By Masaki Kondo and Patrick Rial
Jan. 31 (Bloomberg) -- Japanese stocks dropped after growth slowed in the U.S., the world's biggest economy, and Standard & Poor's slashed ratings on subprime mortgage securities, raising concern banks will be forced to report more investment losses.
Canon Inc., which forecast its slowest annual profit growth this decade, plunged by the most in five months. Mitsubishi UFJ Financial Group Inc. fell for second day.
The U.S. economy grew 0.6 percent in the fourth quarter, falling from 4.9 percent in the prior three months and the slowest since the first quarter of last year. S&P lowered its credit rating on $270.1 billion of subprime mortgage bonds and said it may cut an equivalent amount of collateralized debt obligations.
``Investors were jolted back to the reality that economic growth is weakening,'' said Yoji Takeda, who oversees $1.1 billion at RBC Investment (Asia) Ltd. in Hong Kong. ``There's no end in sight yet to the subprime problem and it's unclear to what extent banks will post losses.''
The Nikkei 225 Stock Average lost 169.27, or 1.3 percent, to 13,175.76 as of 9:51 a.m. in Tokyo, while the broader Topix index retreated 21.36, or 1.6 percent, to 1,298.75.

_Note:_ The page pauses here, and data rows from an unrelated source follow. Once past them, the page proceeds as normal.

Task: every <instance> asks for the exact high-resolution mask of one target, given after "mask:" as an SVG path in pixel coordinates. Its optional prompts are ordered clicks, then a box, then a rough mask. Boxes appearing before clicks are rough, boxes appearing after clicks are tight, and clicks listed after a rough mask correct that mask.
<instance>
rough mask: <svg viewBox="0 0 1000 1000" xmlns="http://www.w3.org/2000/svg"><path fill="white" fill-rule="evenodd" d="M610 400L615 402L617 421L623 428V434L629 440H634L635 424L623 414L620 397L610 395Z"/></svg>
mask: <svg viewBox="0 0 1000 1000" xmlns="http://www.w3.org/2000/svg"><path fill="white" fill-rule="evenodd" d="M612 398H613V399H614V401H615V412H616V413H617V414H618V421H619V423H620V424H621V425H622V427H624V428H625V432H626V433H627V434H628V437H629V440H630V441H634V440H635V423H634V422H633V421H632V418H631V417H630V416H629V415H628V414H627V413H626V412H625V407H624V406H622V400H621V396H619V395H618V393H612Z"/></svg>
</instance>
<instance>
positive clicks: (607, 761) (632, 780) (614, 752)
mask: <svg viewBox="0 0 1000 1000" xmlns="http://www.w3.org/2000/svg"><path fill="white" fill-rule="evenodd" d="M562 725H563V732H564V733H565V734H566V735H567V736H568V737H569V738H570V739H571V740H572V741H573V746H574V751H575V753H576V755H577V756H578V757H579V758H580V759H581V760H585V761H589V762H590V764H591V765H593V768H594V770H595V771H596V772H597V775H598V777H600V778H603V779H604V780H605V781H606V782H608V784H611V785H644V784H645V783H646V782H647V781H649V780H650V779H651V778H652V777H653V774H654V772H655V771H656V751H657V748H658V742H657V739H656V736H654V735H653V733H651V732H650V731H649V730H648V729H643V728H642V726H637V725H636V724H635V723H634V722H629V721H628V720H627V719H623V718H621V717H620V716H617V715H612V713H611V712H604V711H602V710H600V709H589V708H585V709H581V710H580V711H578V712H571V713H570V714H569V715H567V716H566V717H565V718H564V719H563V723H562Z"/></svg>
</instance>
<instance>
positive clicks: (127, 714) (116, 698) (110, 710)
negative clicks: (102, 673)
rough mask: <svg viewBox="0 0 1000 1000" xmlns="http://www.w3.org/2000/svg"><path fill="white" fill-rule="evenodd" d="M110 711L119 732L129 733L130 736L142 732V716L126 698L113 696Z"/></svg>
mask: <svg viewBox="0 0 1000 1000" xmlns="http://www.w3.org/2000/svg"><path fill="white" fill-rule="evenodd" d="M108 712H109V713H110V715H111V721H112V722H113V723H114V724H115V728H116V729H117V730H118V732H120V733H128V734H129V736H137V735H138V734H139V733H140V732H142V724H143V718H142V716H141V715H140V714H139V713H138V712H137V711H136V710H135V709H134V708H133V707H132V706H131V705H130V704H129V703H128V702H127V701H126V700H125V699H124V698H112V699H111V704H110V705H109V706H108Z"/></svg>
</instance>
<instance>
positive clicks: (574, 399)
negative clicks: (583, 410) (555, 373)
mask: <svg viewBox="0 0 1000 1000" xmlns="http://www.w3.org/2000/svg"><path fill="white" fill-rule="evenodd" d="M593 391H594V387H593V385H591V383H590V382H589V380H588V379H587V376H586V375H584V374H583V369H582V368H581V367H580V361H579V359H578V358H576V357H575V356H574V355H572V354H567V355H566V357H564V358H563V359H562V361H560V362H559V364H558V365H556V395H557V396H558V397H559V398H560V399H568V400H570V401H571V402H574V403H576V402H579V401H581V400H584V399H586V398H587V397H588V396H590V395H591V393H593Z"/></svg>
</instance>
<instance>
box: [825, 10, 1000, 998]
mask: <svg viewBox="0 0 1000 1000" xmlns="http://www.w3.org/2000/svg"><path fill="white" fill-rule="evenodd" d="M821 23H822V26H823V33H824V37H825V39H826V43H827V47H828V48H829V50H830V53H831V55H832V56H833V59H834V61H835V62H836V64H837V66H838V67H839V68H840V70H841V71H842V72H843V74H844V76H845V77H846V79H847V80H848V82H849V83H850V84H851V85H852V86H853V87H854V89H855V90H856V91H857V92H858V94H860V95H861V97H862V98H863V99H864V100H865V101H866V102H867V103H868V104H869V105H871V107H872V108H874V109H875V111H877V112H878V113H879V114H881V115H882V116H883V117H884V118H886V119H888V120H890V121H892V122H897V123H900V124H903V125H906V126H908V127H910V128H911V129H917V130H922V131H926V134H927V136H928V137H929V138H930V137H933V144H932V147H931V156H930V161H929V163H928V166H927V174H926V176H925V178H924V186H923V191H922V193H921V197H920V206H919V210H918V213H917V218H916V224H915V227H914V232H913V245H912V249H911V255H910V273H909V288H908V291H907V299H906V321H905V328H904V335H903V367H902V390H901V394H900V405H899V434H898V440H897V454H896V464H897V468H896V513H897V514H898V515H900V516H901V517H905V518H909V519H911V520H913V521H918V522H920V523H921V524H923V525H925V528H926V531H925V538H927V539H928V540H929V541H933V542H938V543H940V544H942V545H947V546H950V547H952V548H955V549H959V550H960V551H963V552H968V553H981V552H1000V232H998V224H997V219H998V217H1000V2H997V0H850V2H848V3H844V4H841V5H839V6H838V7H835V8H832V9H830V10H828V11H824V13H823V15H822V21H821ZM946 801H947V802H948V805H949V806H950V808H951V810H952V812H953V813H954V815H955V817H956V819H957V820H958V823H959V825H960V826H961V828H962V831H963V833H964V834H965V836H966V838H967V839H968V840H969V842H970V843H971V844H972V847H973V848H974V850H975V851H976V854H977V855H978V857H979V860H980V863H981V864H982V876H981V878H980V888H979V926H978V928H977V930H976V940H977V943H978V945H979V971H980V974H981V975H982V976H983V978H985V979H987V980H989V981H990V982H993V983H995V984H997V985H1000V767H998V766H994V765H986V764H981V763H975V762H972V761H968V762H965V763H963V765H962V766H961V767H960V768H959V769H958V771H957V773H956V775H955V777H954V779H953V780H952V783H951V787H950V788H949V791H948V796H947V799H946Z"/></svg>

Shares of companies relying on overseas sales also fell after the yen strengthened against the dollar to as high as 106.03 from 106.84 yesterday, after the U.S. Federal Reserve cut its benchmark interest rate by half a point to 3 percent.
The Nikkei has lost 14 percent in January and the Topix has dropped 12 percent, the worst month for both since Aug. 1998.
Nikkei futures expiring in March slumped 1.6 percent to 13,200 in Osaka and fell 1.5 percent to 13,200 in Singapore.